Dey v. Edward G. Smith & Associates, Inc.

BISTLINE, Justice,

specially concurring.

I do not disagree with the Court’s opinion which directs that a hearing be held before the Commission because of the inadequate telephonic hearing conducted by the Department’s appeals examiner. Accordingly, I have joined not only the Court’s judgment but its opinion as well.

However, keeping in mind that the Commission, apparently not sharing the Court’s view as to the quality of the Department’s hearing, proceeded to consider and affirm the Department’s appeals examiner, it was and continues to be my view that the Court could do as it did just the other day in Bortz v. Pay less Drug Store, 110 Idaho 942, 719 P.2d 1202 (Sup.Ct.1986). There we accepted the facts found but, disagreeing as to the conclusion drawn (which is not binding on us), we reached our own conclusion and, on reversing, directed the entry of an award in favor of claimant.

The decision of the appeals examiner sets out the claimant’s reasons for quitting:

The claimant asserts that during the February 28, 1985, conversation, Mr. Smith became angry and grabbed her and set her down in a chair when she attempted to leave, and that in the meeting on March 1, 1985, he had a tape recorder going, and that she assumed that it was operating. She did not ask him if the recorder was operating. Mr. Smith asserts that the recorder was simply kept in his desk drawer and no recording of the meeting was made. The claimant asserts further that she overheard Mr. Smith make a telephone call to what she presumed to be an attorney saying that he wanted to fire her, but that he did not want her to be eligible for unemployment insurance benefits. She asserts that Mr. Smith had a violent temper, and that his behavior frightened her, and that he degraded and humiliated her. Other than the discussion on February 28, 1985, and March 1, 1985, the claimant provided no other examples of her allegations. Mr. Smith denies the allegations. Decision of Appeals Examiner, p. 3.

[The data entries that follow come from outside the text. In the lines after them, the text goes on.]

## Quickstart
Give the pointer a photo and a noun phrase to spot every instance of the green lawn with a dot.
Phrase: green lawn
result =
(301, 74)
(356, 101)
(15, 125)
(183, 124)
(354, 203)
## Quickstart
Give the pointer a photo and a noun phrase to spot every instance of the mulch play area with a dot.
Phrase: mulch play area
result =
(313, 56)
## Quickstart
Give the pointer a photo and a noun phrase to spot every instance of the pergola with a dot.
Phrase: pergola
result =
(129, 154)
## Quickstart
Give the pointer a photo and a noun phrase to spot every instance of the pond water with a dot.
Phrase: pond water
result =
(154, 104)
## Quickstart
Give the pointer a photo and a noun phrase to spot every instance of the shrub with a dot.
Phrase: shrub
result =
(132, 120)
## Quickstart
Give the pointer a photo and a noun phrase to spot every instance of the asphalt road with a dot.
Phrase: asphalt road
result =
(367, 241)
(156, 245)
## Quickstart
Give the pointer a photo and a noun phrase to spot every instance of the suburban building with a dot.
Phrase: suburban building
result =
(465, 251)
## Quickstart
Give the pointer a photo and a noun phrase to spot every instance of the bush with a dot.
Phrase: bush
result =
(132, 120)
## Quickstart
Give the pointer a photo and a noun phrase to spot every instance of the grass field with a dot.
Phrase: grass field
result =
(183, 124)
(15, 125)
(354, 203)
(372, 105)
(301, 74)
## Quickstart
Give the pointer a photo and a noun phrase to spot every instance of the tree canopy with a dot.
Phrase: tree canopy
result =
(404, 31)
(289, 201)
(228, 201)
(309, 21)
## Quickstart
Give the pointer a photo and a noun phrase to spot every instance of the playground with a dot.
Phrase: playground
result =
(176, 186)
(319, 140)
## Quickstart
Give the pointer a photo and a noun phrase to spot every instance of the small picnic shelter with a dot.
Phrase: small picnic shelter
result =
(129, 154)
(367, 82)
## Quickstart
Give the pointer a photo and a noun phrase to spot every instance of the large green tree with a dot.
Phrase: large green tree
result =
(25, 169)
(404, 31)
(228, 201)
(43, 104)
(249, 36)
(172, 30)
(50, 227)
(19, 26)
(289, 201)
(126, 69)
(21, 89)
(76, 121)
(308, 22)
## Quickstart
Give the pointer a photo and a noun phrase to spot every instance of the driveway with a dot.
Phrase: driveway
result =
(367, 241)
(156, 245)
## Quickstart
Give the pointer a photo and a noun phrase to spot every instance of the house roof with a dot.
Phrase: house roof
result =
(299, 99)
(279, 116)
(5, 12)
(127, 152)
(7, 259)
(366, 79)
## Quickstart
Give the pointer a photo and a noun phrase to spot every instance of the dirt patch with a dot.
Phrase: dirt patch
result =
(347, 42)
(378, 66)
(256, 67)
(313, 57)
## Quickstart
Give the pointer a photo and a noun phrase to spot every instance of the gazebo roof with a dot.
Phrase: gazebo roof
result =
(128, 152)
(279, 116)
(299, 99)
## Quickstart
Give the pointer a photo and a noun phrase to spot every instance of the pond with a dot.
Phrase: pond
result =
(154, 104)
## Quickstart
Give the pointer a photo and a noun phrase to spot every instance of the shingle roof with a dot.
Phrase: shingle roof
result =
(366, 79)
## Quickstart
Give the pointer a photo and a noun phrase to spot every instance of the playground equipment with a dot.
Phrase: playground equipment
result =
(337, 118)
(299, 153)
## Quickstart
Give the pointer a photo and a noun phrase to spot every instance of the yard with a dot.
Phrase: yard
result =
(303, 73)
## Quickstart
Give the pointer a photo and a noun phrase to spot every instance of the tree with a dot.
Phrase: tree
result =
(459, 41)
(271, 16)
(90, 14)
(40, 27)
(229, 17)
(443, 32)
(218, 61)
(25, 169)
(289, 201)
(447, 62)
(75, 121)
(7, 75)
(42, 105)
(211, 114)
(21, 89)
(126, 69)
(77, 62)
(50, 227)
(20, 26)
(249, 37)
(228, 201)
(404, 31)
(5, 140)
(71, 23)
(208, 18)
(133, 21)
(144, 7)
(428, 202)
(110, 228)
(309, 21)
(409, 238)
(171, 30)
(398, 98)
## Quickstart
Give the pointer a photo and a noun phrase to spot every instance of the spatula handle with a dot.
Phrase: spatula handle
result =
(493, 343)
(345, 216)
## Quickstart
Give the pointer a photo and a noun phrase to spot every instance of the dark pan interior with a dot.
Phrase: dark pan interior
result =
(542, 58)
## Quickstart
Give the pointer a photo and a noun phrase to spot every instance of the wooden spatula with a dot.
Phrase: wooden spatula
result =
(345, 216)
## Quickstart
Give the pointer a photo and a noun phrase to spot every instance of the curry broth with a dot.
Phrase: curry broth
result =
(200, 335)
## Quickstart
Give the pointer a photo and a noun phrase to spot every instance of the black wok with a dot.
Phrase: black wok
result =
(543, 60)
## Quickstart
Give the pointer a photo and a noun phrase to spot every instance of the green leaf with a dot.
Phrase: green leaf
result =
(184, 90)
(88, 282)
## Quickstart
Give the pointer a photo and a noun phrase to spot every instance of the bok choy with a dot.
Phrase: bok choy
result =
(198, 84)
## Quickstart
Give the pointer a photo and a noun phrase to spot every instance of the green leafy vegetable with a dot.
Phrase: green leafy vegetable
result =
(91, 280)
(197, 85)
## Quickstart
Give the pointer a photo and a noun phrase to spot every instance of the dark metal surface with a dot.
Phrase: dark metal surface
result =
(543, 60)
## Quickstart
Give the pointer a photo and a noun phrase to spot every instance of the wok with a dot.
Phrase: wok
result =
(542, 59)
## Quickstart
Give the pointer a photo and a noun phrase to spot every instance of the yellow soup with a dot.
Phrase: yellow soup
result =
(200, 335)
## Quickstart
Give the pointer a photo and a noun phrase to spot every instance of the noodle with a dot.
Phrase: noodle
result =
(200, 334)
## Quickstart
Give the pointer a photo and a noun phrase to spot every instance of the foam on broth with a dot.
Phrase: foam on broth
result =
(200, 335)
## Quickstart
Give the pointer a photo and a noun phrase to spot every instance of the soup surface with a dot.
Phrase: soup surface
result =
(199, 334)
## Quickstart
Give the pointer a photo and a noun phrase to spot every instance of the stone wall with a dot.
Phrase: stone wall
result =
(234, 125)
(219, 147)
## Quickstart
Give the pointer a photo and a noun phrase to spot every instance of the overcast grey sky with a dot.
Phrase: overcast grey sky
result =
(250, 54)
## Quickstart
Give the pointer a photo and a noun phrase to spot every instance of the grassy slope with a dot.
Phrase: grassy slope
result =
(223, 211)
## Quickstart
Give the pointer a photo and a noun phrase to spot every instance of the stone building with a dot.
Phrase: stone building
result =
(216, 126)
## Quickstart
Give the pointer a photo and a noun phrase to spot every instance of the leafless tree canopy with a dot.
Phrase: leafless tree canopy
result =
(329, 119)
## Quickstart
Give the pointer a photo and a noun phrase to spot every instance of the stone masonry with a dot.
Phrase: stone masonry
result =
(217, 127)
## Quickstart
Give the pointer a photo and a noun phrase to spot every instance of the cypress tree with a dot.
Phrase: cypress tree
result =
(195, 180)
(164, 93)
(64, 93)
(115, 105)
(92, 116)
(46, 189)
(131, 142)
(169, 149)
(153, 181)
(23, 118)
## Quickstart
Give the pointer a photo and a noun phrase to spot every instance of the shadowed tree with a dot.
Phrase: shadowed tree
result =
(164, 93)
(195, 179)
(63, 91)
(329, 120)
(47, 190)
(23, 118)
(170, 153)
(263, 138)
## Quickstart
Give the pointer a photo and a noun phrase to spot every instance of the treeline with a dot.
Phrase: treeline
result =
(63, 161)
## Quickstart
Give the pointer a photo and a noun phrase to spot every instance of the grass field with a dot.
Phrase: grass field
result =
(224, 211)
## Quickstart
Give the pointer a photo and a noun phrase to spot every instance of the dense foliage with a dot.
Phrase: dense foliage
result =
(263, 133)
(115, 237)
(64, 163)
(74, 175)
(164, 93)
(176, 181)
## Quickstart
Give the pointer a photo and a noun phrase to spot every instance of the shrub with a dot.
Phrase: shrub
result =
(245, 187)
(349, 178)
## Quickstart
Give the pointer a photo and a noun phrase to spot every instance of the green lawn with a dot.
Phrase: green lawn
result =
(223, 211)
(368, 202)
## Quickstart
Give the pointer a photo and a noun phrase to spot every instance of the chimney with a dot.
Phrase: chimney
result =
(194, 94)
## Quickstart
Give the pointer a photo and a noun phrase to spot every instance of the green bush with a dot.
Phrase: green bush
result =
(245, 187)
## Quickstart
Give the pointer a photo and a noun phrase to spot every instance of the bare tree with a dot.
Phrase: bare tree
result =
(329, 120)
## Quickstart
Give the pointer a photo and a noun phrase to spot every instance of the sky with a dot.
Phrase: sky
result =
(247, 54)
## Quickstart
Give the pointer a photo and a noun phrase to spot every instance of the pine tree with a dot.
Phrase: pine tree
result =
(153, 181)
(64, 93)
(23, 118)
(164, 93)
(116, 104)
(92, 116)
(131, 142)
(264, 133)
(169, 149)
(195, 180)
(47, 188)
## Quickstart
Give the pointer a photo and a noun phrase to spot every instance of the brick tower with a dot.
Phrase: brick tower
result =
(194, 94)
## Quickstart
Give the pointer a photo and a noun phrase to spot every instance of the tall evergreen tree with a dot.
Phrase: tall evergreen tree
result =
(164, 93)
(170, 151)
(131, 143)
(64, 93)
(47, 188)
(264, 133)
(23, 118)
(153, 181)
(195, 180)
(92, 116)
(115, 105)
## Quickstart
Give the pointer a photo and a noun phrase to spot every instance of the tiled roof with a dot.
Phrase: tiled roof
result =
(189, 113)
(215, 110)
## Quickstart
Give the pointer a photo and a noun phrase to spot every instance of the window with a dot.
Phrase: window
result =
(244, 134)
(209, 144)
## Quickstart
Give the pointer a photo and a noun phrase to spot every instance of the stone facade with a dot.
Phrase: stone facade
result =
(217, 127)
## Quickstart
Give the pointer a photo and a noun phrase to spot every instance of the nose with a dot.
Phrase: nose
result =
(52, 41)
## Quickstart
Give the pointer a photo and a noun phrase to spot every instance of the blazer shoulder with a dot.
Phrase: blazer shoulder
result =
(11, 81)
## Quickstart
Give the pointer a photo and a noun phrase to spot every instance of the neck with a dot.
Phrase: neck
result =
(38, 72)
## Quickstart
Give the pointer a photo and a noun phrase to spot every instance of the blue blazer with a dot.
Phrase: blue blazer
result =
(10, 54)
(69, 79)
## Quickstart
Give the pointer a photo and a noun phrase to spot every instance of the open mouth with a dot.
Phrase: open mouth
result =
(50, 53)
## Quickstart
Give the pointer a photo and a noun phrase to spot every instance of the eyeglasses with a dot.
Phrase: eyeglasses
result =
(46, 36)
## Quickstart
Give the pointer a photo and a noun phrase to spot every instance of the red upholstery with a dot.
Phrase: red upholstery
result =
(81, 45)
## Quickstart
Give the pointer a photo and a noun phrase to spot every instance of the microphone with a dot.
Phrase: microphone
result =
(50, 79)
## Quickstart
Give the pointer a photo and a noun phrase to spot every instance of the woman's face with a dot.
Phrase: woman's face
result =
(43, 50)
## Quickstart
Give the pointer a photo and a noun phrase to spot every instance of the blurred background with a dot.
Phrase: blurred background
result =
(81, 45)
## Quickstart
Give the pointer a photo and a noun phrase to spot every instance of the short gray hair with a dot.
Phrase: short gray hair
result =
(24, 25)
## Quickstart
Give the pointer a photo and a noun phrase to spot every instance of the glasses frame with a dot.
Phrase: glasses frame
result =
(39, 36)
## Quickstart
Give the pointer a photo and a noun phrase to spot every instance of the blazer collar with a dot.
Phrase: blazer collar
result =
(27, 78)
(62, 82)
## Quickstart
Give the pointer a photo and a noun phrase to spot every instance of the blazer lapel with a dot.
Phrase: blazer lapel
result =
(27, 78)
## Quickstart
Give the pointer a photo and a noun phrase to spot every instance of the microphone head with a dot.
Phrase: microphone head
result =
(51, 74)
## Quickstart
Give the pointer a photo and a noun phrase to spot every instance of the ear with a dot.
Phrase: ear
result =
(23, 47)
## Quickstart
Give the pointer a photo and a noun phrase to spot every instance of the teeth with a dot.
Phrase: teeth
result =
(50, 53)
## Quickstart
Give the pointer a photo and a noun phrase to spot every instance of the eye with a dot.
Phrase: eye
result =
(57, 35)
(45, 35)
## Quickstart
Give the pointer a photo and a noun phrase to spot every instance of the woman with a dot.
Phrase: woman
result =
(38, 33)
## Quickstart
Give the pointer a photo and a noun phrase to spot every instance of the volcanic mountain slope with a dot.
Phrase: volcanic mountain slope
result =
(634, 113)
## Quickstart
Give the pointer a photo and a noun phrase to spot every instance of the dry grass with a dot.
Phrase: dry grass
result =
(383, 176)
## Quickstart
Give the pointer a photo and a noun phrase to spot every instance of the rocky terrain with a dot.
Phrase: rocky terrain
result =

*949The conclusion of the appeals examiner, made in light of Burroughs v. Employment Security Agency, 86 Idaho 412, 387 P.2d 473 (1963), and Ellis v. Northwest Fruit & Produce, 103 Idaho 821, 654 P.2d 914 (1982), were, as I comprehend the same, that claimant failed to establish that there were compelling reasons for quitting and that her actions in quitting were not those of a “reasonably prudent person” under circumstances in which a claimant was treated in a humiliating, degrading, or harassing manner. Just as in Bortz, that conclusion is contrary to the proper conclusion to be drawn, which is that Dey acted reasonably in quitting such employment. While quitting any job may not be prudent, prudence is not any part of the Burroughs standard.